I am working on patients' data. I want to do multilevel logistic regression. The cluster is hospital, exposure variable is treatment (A, B, C), and independent variables include sex, age and others. I am concerned that some hospitals (i.e. clusters) may use one treatment for all their patients. What would happen in this case to the results? How can I test it? and how can I overcome this problem?!
1 Answer
Assuming you are using a mixed model, i.e. model clusters with random effects, even if every hospital uses only one treatment it will be fine, as long as you have enough hospitals. (See here: https://stats.stackexchange.com/a/479806/341520). If you don't have enough you might end up with convergence problems or uselessly wide confidence intervals.

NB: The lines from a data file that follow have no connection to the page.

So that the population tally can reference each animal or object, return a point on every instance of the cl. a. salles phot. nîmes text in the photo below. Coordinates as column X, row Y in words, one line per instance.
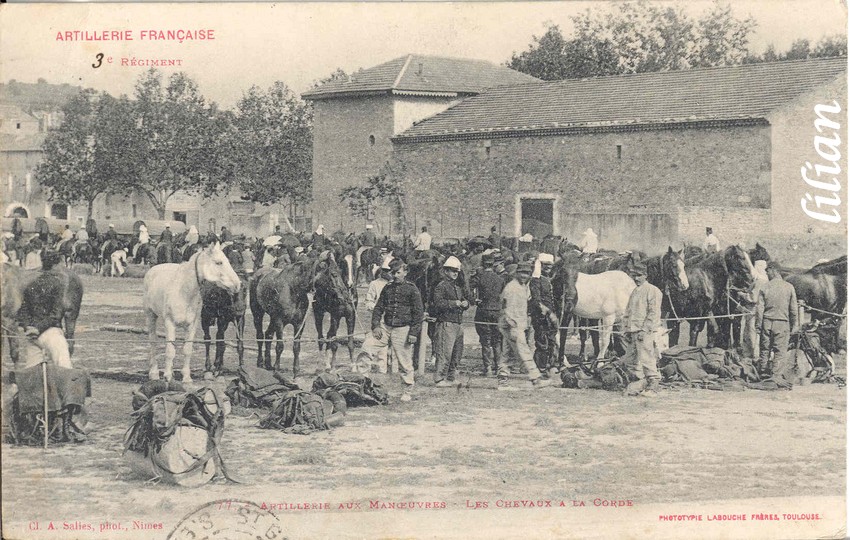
column 178, row 34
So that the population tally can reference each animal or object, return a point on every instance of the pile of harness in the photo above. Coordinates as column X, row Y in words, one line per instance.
column 291, row 409
column 714, row 368
column 812, row 360
column 23, row 408
column 259, row 388
column 358, row 390
column 708, row 367
column 175, row 435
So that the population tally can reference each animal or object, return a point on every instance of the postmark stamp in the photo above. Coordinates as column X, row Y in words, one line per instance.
column 230, row 519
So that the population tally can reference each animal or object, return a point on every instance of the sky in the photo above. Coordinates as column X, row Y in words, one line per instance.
column 298, row 43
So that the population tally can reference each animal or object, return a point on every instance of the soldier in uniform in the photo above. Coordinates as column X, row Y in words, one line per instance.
column 486, row 287
column 776, row 319
column 544, row 320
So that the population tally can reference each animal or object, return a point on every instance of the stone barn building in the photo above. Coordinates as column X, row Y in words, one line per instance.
column 645, row 159
column 354, row 120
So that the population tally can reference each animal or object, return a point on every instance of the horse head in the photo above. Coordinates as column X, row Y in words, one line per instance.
column 564, row 278
column 329, row 282
column 738, row 266
column 212, row 265
column 673, row 269
column 759, row 253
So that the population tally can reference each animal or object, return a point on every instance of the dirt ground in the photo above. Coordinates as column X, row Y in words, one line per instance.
column 688, row 450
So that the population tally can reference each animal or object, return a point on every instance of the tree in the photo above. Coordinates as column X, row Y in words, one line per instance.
column 177, row 142
column 80, row 157
column 636, row 38
column 381, row 189
column 274, row 145
column 802, row 49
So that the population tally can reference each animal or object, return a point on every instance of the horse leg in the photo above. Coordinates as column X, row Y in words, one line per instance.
column 205, row 327
column 153, row 367
column 604, row 335
column 71, row 328
column 349, row 323
column 278, row 344
column 170, row 348
column 239, row 323
column 269, row 337
column 696, row 328
column 674, row 327
column 332, row 344
column 188, row 346
column 257, row 315
column 296, row 345
column 318, row 318
column 219, row 346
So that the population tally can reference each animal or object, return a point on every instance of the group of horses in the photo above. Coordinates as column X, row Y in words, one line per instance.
column 210, row 287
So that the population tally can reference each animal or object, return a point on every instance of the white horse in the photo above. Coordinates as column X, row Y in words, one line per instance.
column 603, row 296
column 173, row 292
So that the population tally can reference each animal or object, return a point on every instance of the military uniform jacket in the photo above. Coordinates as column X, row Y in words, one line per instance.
column 777, row 301
column 487, row 286
column 541, row 293
column 444, row 306
column 643, row 313
column 42, row 303
column 399, row 304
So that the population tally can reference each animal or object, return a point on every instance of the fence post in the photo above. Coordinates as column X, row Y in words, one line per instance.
column 420, row 369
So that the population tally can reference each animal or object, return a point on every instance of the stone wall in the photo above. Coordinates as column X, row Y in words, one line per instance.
column 470, row 185
column 793, row 135
column 343, row 153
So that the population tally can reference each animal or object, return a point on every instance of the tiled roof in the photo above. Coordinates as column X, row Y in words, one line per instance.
column 25, row 143
column 726, row 93
column 417, row 73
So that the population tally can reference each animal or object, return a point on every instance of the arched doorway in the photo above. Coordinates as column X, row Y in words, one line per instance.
column 17, row 210
column 59, row 211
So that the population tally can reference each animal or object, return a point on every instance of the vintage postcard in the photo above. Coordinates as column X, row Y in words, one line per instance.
column 424, row 270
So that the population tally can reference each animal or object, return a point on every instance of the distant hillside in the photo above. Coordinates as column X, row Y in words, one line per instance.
column 40, row 96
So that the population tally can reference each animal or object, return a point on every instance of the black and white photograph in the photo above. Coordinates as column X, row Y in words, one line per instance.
column 424, row 270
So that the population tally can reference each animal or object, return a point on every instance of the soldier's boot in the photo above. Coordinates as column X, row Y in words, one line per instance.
column 487, row 358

What is enough depends on a lot. A general recommendation is more than 20 (https://bbolker.github.io/mixedmodels-misc/glmmFAQ.html#should-i-treat-factor-xxx-as-fixed-or-random), but I recommend simulation. Even with 30 hospitals 10 patients per hospital and admittedly large random effect variance the model does not always converge:
Setup with linear response followed by binomial response. Model converges
library(lme4)
set.seed("000")
treatment <- rep(c("A", "B", "C"), each = 100)

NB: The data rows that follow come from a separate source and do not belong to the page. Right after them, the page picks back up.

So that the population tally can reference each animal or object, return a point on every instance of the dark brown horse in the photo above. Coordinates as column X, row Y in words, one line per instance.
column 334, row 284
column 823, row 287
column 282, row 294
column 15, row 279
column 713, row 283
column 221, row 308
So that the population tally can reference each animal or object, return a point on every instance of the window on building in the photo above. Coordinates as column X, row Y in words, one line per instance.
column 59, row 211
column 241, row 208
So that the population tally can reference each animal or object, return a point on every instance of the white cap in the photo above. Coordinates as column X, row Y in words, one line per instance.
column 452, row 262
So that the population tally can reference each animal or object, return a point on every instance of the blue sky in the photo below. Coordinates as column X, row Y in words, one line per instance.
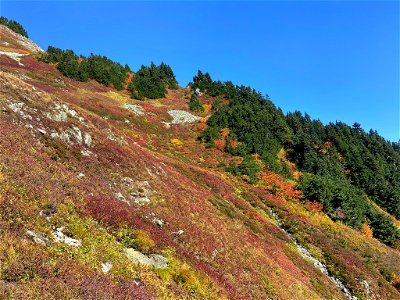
column 336, row 60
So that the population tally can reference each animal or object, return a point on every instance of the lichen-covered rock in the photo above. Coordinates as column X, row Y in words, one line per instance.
column 106, row 267
column 136, row 109
column 182, row 117
column 60, row 237
column 154, row 260
column 38, row 238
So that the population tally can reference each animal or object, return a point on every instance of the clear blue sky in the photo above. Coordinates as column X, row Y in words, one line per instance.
column 336, row 60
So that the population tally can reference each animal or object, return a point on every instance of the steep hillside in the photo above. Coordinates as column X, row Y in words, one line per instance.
column 107, row 197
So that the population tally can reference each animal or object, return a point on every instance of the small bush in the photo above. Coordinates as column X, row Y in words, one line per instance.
column 14, row 26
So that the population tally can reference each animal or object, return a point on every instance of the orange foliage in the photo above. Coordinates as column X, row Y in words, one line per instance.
column 314, row 206
column 220, row 144
column 224, row 132
column 282, row 189
column 296, row 175
column 233, row 143
column 366, row 230
column 129, row 78
column 207, row 107
column 200, row 127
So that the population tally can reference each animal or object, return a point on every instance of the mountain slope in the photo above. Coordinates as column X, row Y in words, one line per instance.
column 86, row 173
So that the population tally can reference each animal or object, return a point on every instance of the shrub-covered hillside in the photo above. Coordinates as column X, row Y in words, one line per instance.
column 343, row 167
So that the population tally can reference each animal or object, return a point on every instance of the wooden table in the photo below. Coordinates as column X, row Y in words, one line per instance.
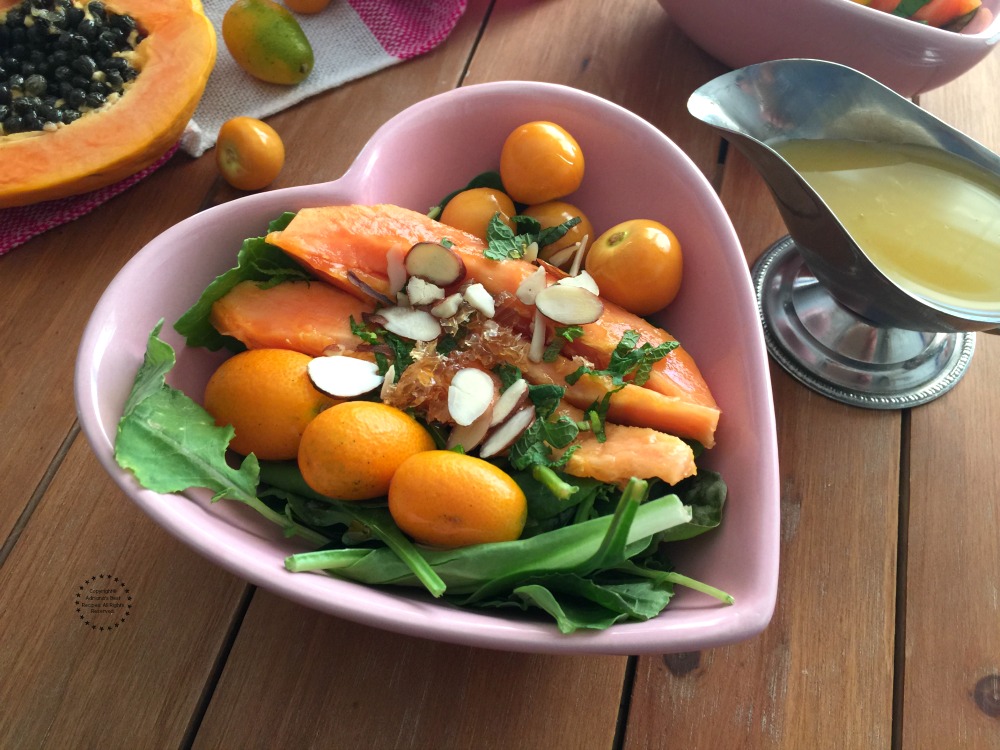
column 887, row 628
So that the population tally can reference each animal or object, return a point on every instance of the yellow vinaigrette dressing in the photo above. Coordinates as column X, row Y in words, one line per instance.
column 929, row 220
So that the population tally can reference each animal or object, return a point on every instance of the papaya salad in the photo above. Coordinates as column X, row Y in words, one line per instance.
column 466, row 400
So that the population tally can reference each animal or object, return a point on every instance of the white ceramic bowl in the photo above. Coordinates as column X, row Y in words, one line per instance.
column 907, row 56
column 413, row 160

hospital <- rep(1:30, each = 10)
plot(hospital, as.factor(treatment))
random_effect <- rnorm(30)
y <- ifelse(treatment == "C", 2, 0) + random_effect[hospital] + rnorm(300)
my_mod <- lmer(y ~ treatment + (1|hospital))
summary(my_mod)
confint(my_mod)
y2 <- rbinom(300, 1, prob = plogis(ifelse(treatment == "C", 2, 0) + random_effect[hospital]))
my_mod <- glmer(y2 ~ treatment + (1|hospital), family=binomial(link = "logit"))
summary(my_mod)
confint(my_mod)
Result on y2
> summary(my_mod)
Generalized linear mixed model fit by maximum likelihood (Laplace Approximation) ['glmerMod']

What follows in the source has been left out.